Oración sobre las ofrendas

Señor, que esta ofrenda santa nos alcance siempre tu bendición salvadora, para que perfeccione con tu poder lo que realiza en el sacramento. Por Jesucristo, nuestro Señor.

Las ofrendas del pan y el vino se convertirán en el cuerpo y en la sangre de Cristo, es decir, en su persona. Le pedimos al Padre que este milagro que se va a realizar en el momento de la Consagración sirva realmente para nuestra salvación, es decir, para nuestra transformación en Cristo, en lo cual consiste nuestra perfección humana y cristiana.

Antífona de comunión

Qué bondad tan grande, Señor, reservas para los que te temen (Sal 30,20).

Nos disponemos a recibir la comunión, disfrutando en esperanza de las bondades y riquezas abundantes de las que el Señor nos colma. Al recibir a Cristo, sabemos que con él recibimos estas riquezas y la fuerza para llenar nuestra vida de obras de amor con nuestros hermanos.

Oración después de la comunión

Saciados con el pan de la mesa del cielo, te pedimos, Señor, que este alimento de la caridad fortalezca nuestros corazones y nos mueva a servirte en nuestros hermanos. Por Jesucristo, nuestro Señor.

Si al ingerir un alimento lo asimilamos a nuestro cuerpo, en la comunión ocurre al revés: en lugar de asimilar a Cristo a nuestro ser, somos nosotros quienes somos asimilados a su persona. Después de comulgar tenemos la seguridad de que “ya no vivo yo, es Cristo quien vive en mí” (Gál 2,20). Desde esta unión tan íntima con el Señor, pedimos al Padre que nos haga fuertes en el amor para que nuestra vida sea una ofrenda continua a nuestros hermanos, principalmente a los más necesitados, a aquéllos en los que el Señor se hace presente de manera especial. “Cuanto hicisteis a unos de estos hermanos míos más pequeños, a mí me lo hicisteis” (Mt 25, 40).

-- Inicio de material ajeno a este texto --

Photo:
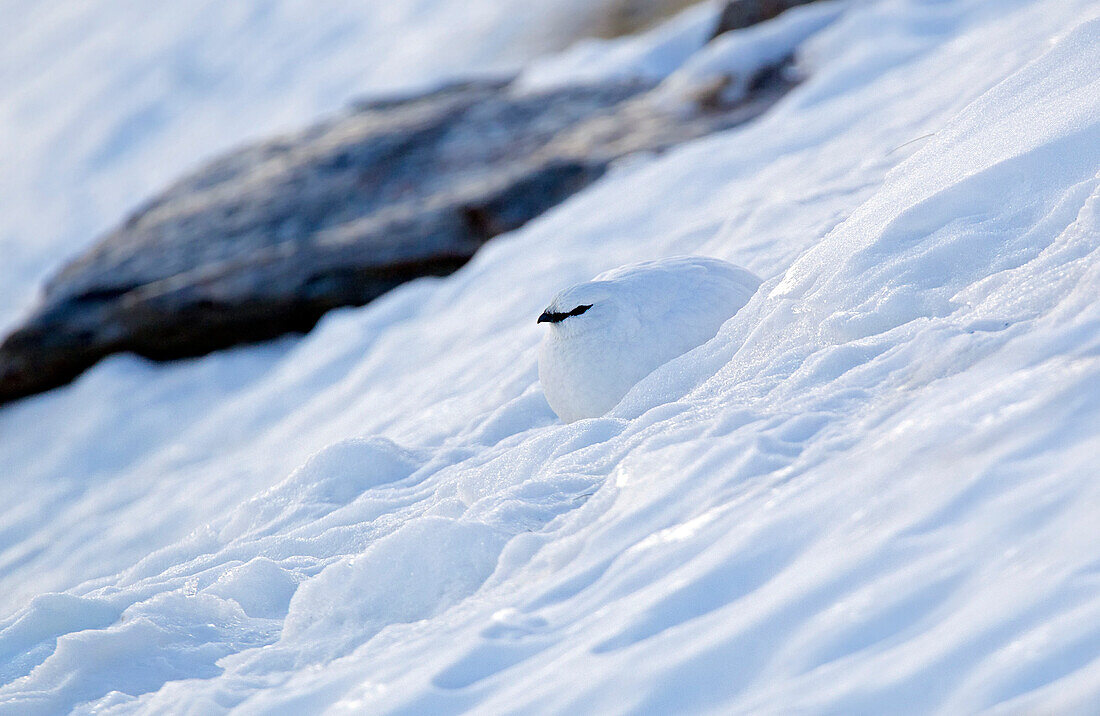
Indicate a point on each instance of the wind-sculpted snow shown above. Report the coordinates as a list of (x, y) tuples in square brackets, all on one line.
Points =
[(872, 491)]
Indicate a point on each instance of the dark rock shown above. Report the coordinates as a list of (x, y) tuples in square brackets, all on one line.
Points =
[(267, 239), (743, 13)]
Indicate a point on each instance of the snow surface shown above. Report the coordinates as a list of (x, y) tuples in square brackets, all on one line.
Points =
[(101, 106), (873, 491)]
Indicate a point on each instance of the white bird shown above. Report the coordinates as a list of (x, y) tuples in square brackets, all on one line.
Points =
[(608, 333)]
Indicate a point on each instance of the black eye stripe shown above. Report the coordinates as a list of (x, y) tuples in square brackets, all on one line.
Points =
[(551, 317)]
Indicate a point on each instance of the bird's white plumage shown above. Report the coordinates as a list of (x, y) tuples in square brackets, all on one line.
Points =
[(641, 316)]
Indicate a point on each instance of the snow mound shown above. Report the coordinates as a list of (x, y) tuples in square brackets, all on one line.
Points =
[(872, 491)]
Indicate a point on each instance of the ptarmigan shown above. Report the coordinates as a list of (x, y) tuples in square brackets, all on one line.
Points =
[(608, 333)]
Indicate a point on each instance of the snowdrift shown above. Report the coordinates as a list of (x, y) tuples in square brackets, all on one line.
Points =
[(875, 489)]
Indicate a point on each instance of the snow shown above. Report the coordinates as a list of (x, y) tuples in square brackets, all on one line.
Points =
[(872, 491), (100, 108), (604, 336)]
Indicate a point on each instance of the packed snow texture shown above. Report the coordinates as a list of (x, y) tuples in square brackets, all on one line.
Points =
[(101, 106), (605, 334), (873, 491)]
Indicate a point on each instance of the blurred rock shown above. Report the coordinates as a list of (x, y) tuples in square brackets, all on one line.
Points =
[(267, 239), (743, 13)]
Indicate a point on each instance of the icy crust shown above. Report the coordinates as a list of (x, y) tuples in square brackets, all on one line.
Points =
[(873, 491)]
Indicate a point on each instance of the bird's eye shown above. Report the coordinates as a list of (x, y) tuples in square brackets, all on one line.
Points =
[(553, 317)]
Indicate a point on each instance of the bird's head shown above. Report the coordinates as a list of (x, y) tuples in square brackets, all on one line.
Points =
[(587, 307)]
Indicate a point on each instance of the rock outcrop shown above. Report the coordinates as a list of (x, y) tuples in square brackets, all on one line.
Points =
[(267, 239)]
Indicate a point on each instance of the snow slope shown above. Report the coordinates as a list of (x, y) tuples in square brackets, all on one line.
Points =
[(875, 489), (102, 105)]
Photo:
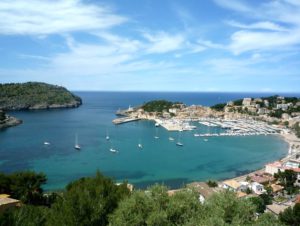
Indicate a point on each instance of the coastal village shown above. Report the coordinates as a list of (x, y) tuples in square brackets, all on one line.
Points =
[(277, 184)]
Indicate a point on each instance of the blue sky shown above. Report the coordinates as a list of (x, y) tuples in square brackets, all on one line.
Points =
[(152, 45)]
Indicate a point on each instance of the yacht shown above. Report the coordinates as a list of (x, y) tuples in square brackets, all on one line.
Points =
[(178, 140), (77, 146), (113, 150), (179, 144), (171, 139), (107, 136)]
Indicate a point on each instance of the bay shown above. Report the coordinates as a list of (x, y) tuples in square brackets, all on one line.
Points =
[(160, 160)]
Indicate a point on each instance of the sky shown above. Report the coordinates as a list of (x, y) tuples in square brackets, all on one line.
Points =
[(152, 45)]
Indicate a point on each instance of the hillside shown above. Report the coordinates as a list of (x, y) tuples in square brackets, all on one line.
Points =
[(8, 121), (35, 95)]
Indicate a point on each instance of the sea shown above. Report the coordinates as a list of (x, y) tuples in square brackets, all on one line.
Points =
[(159, 161)]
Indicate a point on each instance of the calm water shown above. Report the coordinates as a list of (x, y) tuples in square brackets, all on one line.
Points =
[(159, 161)]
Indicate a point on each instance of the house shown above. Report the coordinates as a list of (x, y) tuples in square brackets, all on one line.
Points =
[(7, 202), (257, 188), (203, 189), (173, 110), (285, 116), (283, 107), (244, 186), (276, 188), (266, 102), (232, 185), (241, 194), (276, 208), (172, 192), (262, 178), (273, 168)]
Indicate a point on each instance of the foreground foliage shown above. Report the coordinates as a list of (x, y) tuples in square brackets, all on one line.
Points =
[(25, 186), (98, 201)]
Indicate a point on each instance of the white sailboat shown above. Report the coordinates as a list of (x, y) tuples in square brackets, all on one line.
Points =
[(107, 135), (178, 140), (140, 146), (112, 149), (171, 139), (156, 136), (76, 146)]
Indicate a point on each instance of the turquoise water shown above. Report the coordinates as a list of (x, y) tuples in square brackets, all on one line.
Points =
[(159, 161)]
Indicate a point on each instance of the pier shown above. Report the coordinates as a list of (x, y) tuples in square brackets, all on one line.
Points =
[(124, 120)]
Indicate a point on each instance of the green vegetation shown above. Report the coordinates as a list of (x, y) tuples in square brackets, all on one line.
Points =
[(297, 129), (287, 179), (159, 106), (2, 116), (291, 216), (238, 102), (218, 107), (19, 96), (25, 186), (98, 201), (277, 113), (212, 183), (259, 204)]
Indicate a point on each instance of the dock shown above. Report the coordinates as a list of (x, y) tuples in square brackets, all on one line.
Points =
[(124, 120)]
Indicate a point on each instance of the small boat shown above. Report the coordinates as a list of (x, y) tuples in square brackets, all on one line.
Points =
[(107, 136), (113, 150), (77, 146), (179, 144), (156, 134), (178, 140)]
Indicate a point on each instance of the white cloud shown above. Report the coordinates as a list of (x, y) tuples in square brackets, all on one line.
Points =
[(163, 42), (236, 5), (276, 27), (243, 41), (34, 17), (263, 25)]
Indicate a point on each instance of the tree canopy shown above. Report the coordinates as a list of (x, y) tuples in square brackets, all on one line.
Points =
[(18, 96)]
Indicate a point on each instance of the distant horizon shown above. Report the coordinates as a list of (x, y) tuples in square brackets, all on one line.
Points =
[(191, 46), (170, 91)]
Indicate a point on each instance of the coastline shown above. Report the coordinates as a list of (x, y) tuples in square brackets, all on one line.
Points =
[(292, 140)]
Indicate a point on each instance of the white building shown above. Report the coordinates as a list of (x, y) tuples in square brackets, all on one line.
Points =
[(257, 188), (247, 101), (273, 168), (232, 185), (173, 110), (283, 107)]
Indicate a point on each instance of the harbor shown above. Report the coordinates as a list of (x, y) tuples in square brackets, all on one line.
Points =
[(124, 120)]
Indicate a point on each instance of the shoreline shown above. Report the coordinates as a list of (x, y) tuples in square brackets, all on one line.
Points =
[(291, 139)]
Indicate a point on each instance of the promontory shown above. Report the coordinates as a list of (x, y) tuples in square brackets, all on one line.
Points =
[(35, 95), (32, 96)]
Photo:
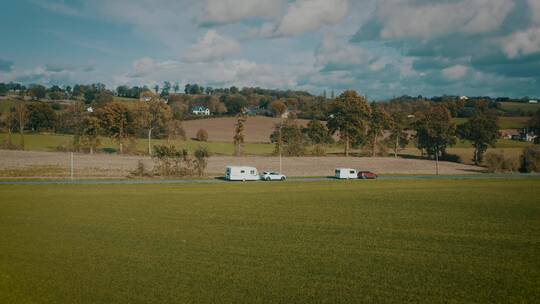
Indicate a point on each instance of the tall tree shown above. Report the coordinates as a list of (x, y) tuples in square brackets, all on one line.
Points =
[(154, 114), (41, 116), (37, 91), (90, 133), (379, 120), (119, 122), (317, 133), (534, 124), (22, 116), (435, 132), (76, 112), (278, 108), (349, 114), (482, 130), (241, 119), (175, 131), (398, 138)]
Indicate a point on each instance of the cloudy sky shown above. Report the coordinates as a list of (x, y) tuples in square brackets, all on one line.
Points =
[(381, 48)]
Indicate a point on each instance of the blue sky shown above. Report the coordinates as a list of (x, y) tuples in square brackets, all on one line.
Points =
[(381, 48)]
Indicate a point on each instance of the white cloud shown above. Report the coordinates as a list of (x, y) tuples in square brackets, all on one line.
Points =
[(212, 46), (304, 16), (522, 43), (308, 15), (335, 54), (455, 72), (223, 73), (228, 11), (404, 19), (535, 10)]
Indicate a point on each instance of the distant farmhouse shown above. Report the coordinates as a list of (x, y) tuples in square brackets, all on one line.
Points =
[(201, 110)]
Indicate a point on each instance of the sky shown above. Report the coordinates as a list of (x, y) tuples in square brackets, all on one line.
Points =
[(380, 48)]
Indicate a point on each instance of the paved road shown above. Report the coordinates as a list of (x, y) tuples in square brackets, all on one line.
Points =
[(292, 180)]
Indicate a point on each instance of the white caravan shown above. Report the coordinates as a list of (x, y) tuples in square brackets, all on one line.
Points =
[(346, 173), (233, 173)]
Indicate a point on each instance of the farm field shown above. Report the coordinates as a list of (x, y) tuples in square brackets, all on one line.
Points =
[(382, 241), (516, 106), (504, 122), (258, 128), (31, 164)]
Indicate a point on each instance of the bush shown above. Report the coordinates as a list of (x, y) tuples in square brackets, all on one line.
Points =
[(172, 162), (140, 171), (530, 159), (200, 162), (318, 150), (202, 135), (451, 158), (8, 145), (498, 162)]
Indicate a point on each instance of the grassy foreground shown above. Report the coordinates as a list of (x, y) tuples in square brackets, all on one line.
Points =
[(350, 242)]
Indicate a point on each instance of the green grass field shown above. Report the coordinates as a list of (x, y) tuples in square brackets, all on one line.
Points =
[(526, 108), (504, 122), (50, 142), (325, 242)]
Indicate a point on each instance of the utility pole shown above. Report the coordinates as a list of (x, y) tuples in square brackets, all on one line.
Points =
[(72, 171), (280, 144)]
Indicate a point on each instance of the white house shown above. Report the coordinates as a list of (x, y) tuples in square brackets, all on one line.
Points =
[(200, 110)]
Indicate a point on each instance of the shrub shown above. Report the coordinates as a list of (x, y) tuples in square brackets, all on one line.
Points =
[(8, 145), (140, 171), (202, 135), (200, 162), (318, 150), (498, 162), (530, 159), (172, 162)]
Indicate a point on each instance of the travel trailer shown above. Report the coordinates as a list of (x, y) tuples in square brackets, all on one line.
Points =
[(346, 173), (234, 173)]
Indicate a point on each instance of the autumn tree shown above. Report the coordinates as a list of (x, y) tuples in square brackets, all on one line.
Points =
[(534, 124), (435, 132), (379, 120), (21, 114), (118, 122), (202, 135), (154, 114), (399, 138), (349, 114), (175, 130), (288, 139), (278, 108), (238, 138), (73, 119), (41, 116), (482, 130), (90, 129), (317, 133)]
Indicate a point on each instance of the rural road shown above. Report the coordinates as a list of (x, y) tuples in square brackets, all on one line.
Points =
[(307, 179)]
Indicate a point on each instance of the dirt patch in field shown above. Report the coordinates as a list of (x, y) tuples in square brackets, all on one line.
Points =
[(34, 164), (258, 128)]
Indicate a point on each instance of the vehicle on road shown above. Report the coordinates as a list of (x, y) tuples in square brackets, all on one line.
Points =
[(346, 173), (367, 175), (272, 176), (241, 173)]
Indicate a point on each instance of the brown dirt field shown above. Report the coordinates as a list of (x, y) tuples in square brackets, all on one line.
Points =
[(258, 128), (56, 164)]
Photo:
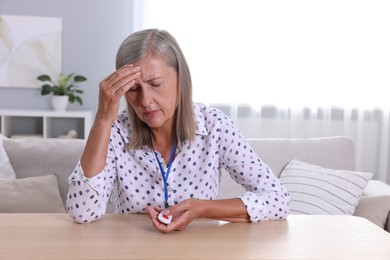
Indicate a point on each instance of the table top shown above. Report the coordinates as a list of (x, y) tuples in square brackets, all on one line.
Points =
[(132, 236)]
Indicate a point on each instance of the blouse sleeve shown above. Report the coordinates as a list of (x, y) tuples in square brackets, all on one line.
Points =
[(265, 197), (87, 198)]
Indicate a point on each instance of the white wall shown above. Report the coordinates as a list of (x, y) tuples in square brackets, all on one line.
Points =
[(92, 32)]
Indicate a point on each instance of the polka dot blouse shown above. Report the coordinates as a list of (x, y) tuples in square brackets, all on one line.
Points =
[(132, 178)]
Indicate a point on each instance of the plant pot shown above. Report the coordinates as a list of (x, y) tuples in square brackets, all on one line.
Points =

Domingo 21 Tiempo Ordinario B

Vigesimoprimer domingo del tiempo ordinario B

 Antífona de entrada

Inclina tu oído, Señor, escúchame. Salva a tu siervo que confía en ti. Piedad de mí, Señor, que a ti te estoy llamando todo el día (Sal 85,1-3).

Con humildad y confianza -“Salva a tu siervo que confía en ti”- y, al mismo tiempo con insistencia -“te estoy llamando todo el día”-, el salmista pide al Señor que incline su oído y le libre del mal momento que está pasando. Avivemos, en el inicio de esta celebración, estas actitudes de humildad, familiaridad y persistencia en nuestra oración, siguiendo la recomendación de San Pablo a los tesalonicenses: “Orad sin cesar. Dad gracias en todo, porque esta es la voluntad de Dios para con vosotros en Cristo Jesús”. (1 Tes 5, 17-18)

Oración colecta

Oh, Dios, que unes los corazones de tus fieles en un mismo deseo, concede a tu pueblo amar lo que prescribes y esperar lo que prometes, para que, en medio de las vicisitudes del mundo, nuestros ánimos se afirmen allí donde están los gozos verdaderos. Por nuestro Señor Jesucristo.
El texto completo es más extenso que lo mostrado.